Red Rain
- First edition cover
- Author: R. L. Stine
- Language: English
- Genre: Horror fiction
- Published: October 9, 2012 Touchstone Books
- Publication place: United States
- Media type: Print (hardcover)
- Pages: 384 (first edition)
- ISBN: 1-451-63612-1
- OCLC: 761383824

= Red Rain (novel) =

2012 horror novel by R. L. Stine

Red Rain is a 2012 horror novel by R. L. Stine. Published on October 9, 2012, the book is Stine's second adult hardcover horror novel. Stine, who was inspired by the films Village of the Damned, Island of the Damned and Children of the Damned, decided to write the novel for his old audience from the 1990s. Although one reviewer felt that the book was a treat for those who grew up reading books by Stine, others stated it had a predictable conclusion, offered no attempt at characterization, and was too bogged down in detail.

== Plot ==
Intending to write about the small beach town's local flavor and unusual death rituals, Lea Sutter travels to Cape Le Chat Noir for her travel blog. Her plans are shattered when a terrible hurricane decimates the town, killing off most of its inhabitants. The experience shakes Lea, spurring her to take Daniel and Samuel, two twelve-year-old twin orphans, home with her. Lea's decision doesn't sit well with her husband Mark, who has been experiencing stress over the backlash for his recent child psychology book. He finds Daniel and Samuel to be strange, especially after they demand that his sister Roz move out of the guest house so they can live there. Their strangeness also stands out to Lea and Mark's children Elena and Ira, who find it hard to trust Daniel and Samuel. Lea insists that their behaviors are due to PTSD and enrolls them at the local school. Meanwhile, Daniel and Samuel have begun stealing various objects from people around them as well as using their unusual supernatural powers to intimidate and control the people around them.

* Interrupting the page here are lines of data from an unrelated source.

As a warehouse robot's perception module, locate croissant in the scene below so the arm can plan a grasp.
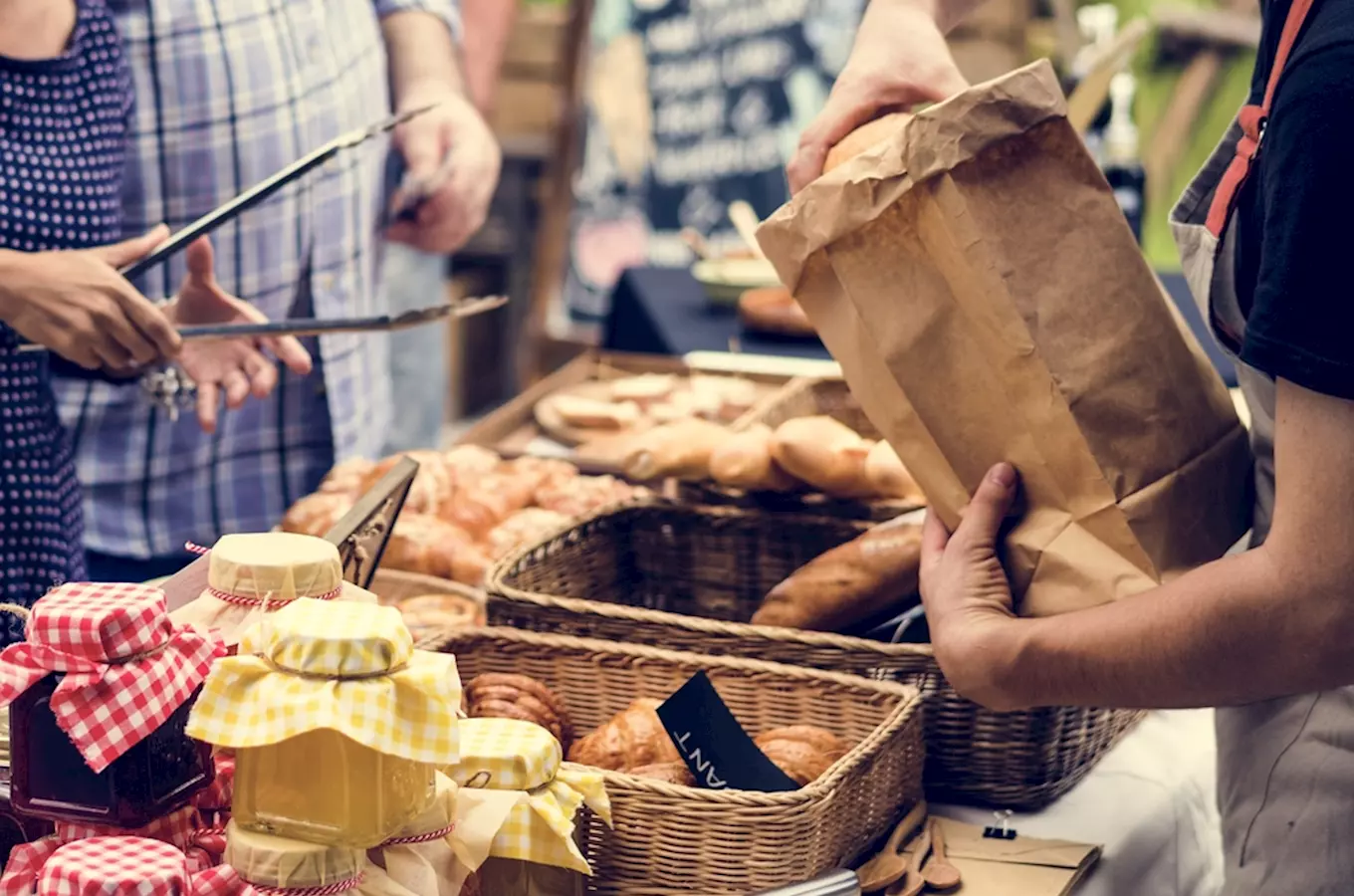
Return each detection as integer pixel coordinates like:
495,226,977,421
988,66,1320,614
382,513,489,584
466,673,574,753
319,458,376,497
755,726,846,787
568,700,681,772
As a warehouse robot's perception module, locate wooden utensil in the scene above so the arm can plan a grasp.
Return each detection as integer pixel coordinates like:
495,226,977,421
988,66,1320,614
884,828,930,896
922,819,962,889
729,199,767,259
856,799,926,893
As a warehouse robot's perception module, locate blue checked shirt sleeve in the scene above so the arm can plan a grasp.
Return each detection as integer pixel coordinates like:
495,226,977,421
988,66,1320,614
373,0,462,41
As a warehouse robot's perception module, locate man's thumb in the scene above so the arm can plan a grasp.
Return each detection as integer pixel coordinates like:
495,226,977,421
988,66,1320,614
959,463,1016,542
90,225,169,268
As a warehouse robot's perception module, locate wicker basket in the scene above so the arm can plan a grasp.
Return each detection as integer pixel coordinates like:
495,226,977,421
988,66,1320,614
677,377,918,523
489,504,1141,809
427,628,922,896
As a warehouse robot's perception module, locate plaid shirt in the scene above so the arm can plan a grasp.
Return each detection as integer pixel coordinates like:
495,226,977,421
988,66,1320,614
57,0,459,558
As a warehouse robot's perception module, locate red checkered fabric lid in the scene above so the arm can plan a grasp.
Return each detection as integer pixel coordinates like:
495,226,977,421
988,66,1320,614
0,582,225,773
56,805,226,872
0,836,255,896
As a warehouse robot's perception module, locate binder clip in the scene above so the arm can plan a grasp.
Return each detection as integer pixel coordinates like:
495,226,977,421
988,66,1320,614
983,809,1016,840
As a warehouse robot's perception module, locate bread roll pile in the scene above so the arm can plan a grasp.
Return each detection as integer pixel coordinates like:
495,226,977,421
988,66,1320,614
282,445,647,584
606,415,926,506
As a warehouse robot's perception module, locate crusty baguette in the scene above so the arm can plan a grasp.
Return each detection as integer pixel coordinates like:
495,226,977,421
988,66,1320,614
752,520,922,632
823,112,911,173
772,417,872,498
710,424,796,492
623,417,729,482
865,441,926,505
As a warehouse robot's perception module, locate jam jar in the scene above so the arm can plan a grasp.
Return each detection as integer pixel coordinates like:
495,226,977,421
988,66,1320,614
0,583,222,828
10,684,215,828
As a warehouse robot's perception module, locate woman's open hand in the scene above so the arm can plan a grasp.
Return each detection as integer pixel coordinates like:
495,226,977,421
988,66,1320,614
165,237,310,432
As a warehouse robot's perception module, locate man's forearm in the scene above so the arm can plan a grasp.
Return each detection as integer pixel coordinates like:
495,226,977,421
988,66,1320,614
380,10,466,109
981,547,1354,708
460,0,518,112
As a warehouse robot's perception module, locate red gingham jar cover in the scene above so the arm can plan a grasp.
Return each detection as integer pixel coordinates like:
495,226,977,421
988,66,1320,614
0,836,256,896
54,805,226,870
0,582,225,773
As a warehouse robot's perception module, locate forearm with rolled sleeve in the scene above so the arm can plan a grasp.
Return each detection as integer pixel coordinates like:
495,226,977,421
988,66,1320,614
373,0,462,44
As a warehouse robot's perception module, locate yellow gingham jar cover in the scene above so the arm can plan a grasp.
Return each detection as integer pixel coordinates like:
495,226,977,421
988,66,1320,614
448,719,610,874
187,598,460,765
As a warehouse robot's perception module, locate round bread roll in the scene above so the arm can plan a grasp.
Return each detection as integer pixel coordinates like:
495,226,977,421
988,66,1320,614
738,286,816,336
629,762,696,787
466,673,574,756
361,451,455,513
823,112,911,173
485,508,570,560
282,492,353,538
395,594,486,640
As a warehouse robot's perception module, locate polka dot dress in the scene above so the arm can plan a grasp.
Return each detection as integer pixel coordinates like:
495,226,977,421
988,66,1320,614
0,0,131,644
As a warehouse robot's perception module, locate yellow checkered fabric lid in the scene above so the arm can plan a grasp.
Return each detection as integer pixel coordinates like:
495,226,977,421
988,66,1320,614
448,719,610,874
188,598,460,765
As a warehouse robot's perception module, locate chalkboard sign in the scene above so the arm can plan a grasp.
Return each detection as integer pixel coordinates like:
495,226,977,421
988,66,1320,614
568,0,864,318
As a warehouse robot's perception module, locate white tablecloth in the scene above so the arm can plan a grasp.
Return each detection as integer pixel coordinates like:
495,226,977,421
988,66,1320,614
936,709,1223,896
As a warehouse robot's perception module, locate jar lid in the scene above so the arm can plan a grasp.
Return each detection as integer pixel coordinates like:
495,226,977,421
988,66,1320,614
187,597,460,765
207,532,342,603
225,821,364,893
0,582,223,775
448,719,564,790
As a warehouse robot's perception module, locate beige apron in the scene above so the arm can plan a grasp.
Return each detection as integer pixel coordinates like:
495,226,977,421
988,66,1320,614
1171,0,1354,896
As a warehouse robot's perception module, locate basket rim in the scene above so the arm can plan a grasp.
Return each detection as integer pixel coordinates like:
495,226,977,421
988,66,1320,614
485,498,934,659
424,625,925,808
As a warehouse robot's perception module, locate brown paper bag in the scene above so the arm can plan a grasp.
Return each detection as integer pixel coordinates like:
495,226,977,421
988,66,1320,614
759,63,1251,616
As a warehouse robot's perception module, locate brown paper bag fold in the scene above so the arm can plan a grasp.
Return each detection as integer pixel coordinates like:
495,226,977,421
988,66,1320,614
759,63,1251,616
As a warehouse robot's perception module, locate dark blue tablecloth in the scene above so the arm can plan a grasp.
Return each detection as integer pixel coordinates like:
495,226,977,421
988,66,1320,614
602,268,1237,385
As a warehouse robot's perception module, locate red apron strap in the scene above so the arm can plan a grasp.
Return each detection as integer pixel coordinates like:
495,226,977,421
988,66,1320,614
1205,0,1313,238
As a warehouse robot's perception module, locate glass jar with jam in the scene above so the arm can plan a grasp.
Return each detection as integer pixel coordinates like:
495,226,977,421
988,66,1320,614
447,719,610,896
188,598,460,850
0,583,221,828
172,532,376,652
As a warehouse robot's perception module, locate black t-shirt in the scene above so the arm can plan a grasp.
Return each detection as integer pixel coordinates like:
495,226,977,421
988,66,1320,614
1237,0,1354,399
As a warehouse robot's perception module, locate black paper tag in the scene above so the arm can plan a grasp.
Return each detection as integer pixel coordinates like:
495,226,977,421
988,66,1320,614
658,671,798,793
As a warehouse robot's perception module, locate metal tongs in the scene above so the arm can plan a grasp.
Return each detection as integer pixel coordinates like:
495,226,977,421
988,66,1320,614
19,106,508,351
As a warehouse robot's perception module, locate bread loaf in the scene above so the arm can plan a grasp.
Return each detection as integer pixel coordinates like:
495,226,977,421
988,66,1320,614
568,700,681,772
772,417,873,498
624,418,729,482
755,726,846,786
823,112,911,173
710,424,796,492
752,520,922,632
466,673,574,754
865,441,926,506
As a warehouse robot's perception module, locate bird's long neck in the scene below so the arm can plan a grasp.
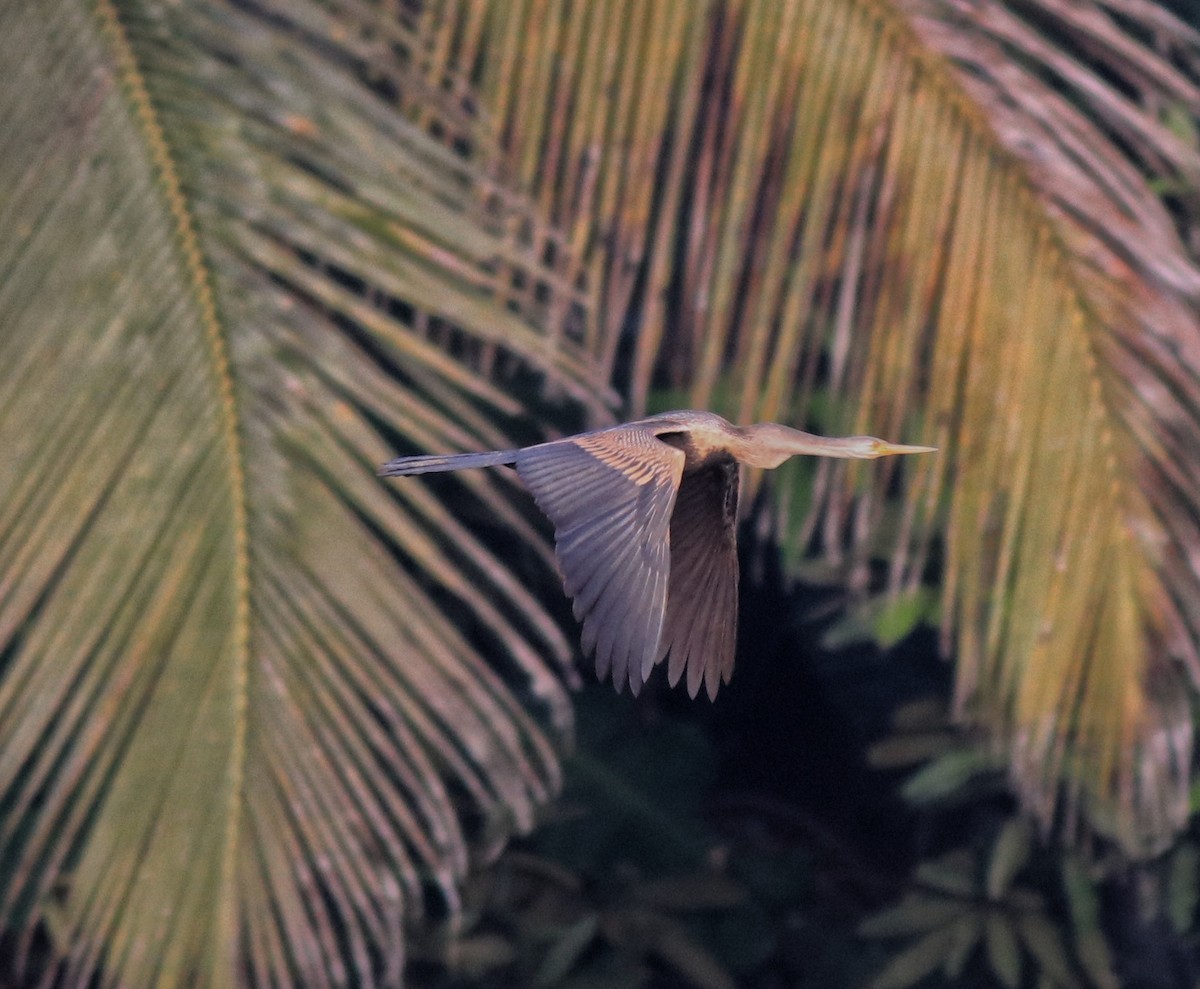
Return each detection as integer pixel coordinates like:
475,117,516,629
731,422,862,468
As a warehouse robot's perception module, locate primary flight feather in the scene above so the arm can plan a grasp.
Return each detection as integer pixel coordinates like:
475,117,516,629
379,410,934,697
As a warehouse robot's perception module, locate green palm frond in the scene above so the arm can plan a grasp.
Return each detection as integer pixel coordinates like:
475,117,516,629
0,0,606,987
441,0,1200,847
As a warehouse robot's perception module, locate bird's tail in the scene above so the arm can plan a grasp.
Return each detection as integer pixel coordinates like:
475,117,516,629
379,450,518,478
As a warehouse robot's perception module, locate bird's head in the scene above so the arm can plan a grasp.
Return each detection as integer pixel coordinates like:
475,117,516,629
738,422,936,468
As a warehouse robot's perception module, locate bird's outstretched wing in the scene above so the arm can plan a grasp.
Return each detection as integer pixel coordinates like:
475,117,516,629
516,427,684,694
659,457,738,699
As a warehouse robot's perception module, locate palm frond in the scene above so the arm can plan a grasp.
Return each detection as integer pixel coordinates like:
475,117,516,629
0,0,607,987
441,0,1200,847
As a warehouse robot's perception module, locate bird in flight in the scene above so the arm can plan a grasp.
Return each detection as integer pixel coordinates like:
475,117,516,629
379,410,934,699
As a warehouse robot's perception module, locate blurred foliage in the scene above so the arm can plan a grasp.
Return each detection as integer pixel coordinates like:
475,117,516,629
7,0,1200,987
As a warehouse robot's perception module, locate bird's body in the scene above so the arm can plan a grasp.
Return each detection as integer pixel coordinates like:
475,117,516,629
380,410,931,697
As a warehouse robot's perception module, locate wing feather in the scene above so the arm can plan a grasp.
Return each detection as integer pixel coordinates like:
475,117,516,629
516,425,684,694
659,457,738,697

Knowing that Mark doesn't trust them, the twins frame him for multiple murders in the hopes that it will get rid of Mark. The plan initially works, but eventually backfires when Daniel and Samuel take control of many of the local children. With the help of a woman named Martha Swann from Cape Le Chat Noir, Lea realizes that the twins are actually the product of a failed ritual to reanimate the dead in the 1930s. Lea also realizes that she herself was a product of a similar, separate ritual, having died during the hurricane during her visit to Cape Le Chat Noir. Lea manages to stop the twins and save her family, but at the cost of her own existence. The book ends with Mark and his sister Roz looking on in horror as they watch her son Axl use similar powers as Daniel and Samuel, claiming that they taught him a trick.

== Development ==
Stine began writing Red Rain after his adult readers, having grown up reading his Goosebumps and Fear Street books, began asking him to write a book for them. An outline for the novel was approved by Stacy Creamer, the vice president and publisher for Touchstone, and the book took him four months to write. Stine commented that he normally did not have to do research for his children's books, whereas he did for Red Rain and that he found the writing process more challenging than his other books. He also found that he didn't come up with the title until he had completed writing, where he usually comes up with the titles first for his children's books. He read content such as Sir James George Frazer's book The Golden Bough and he was inspired by Frazer's assertion that some tribes believed that twins controlled the weather. He was fascinated by the additional knowledge that blood rain was a real phenomenon, often seen as a bad omen by many cultures. Stine also had to perform research on the book's setting, as he had never been to that location. While writing Red Rain, Stine watched Village of the Damned, Island of the Damned and Children of the Damned.

== Reception ==
Critical reception for Red Rain was mixed. Positive notices include:

"Stine has a freshly terrifying story to tell, and he tells it with gusto, ratcheting up the chills until we're frozen in our chairs. Parents, be warned: this is emphatically not for younger readers." - Booklist

"It's a page turner until the end, with short chapters that help increase the pace. Stine enjoys himself writing not for kids but about them." - Associated Press

"Stine's story is a creepy, fun read." - Library Journal

"With this brilliantly written novel ... Stine proves that he definitely has it in him to challenge the greats in the thriller/horror genre. . . . Think Dean Koontz, Douglas Preston, Harlan Coben and then amp it up by a hundred!" - MysteryNet.com

However, negative response included The A.V. Club criticizing it as mediocre. Trade reviews for the book were ambivalent, with the Library Journal remarking that "the whole thing is slapdash". Slate's Katy Waldman commented that Red Rain was too controlled and bogged down in detail, and that the novel's dominant tone was "elegiac rather than exciting", explaining: "Passages linger over the aftermath of destruction—a house’s splintered remains, a charred body—rather than the unwinding blow of it." The Piece of S**t Bookclub gave it 0 out of 10, calling it "an embarrassment" with poor dialogue, thinly drawn characters and long stretches of word repetition, such that "removing the parts of the novel which are actively insulting to one’s intelligence would reduce it to ten percent of its size."

In contrast, The Huffington Post named Red Rain one of their best books for fall 2012.